The second regulatory shoe has finally dropped for AbbVie, Pfizer and Eli Lilly amid the safety review of JAK inhibitors for inflammatory diseases. But confirmed labels for their existing indications have yet to answer all questions.
The FDA has finally updated the labels for AbbVie’s Rinvoq, Pfizer’s Xeljanz and Eli Lilly’s Olumiant with new safety warnings and restrictions. The move comes three months after the agency said it would tweak the JAK inhibitors’ labels to include new information about serious heart-related side effects and cancer risks.
Importantly, the safety red flags come with a requirement that the drugs only be used in patients who can’t tolerate or don’t respond well to old-school TNF inhibitors such as AbbVie’s Humira. Thanks to the usage limitation, SVB Leerink analyst Geoffrey Porges has lowered his 2025 sales estimate for Rinvoq by about $900 million to $6.1 billion.

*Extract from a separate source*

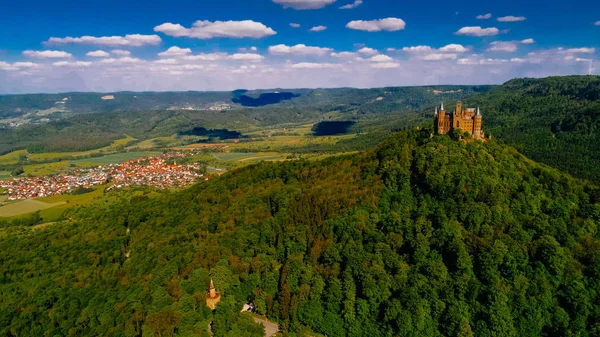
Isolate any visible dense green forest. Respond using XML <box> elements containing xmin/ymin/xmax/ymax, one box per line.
<box><xmin>0</xmin><ymin>130</ymin><xmax>600</xmax><ymax>337</ymax></box>
<box><xmin>466</xmin><ymin>76</ymin><xmax>600</xmax><ymax>183</ymax></box>
<box><xmin>0</xmin><ymin>86</ymin><xmax>491</xmax><ymax>154</ymax></box>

Together with fellow anti-inflammation drug Skyrizi, Rinvoq is a key part of AbbVie’s plan to grow revenues beyond Humira’s U.S. patent cliff in 2023. The Illinois pharma has pegged Rinvoq’s risk-adjusted sales potential in 2025 at more than $8 billion. During a conference call in October, AbbVie CEO Rick Gonzalez stopped short of confirming that projection, asking to wait until after the release of the final FDA label. The company hadn’t replied to a Fierce Pharma request for comment by publication time.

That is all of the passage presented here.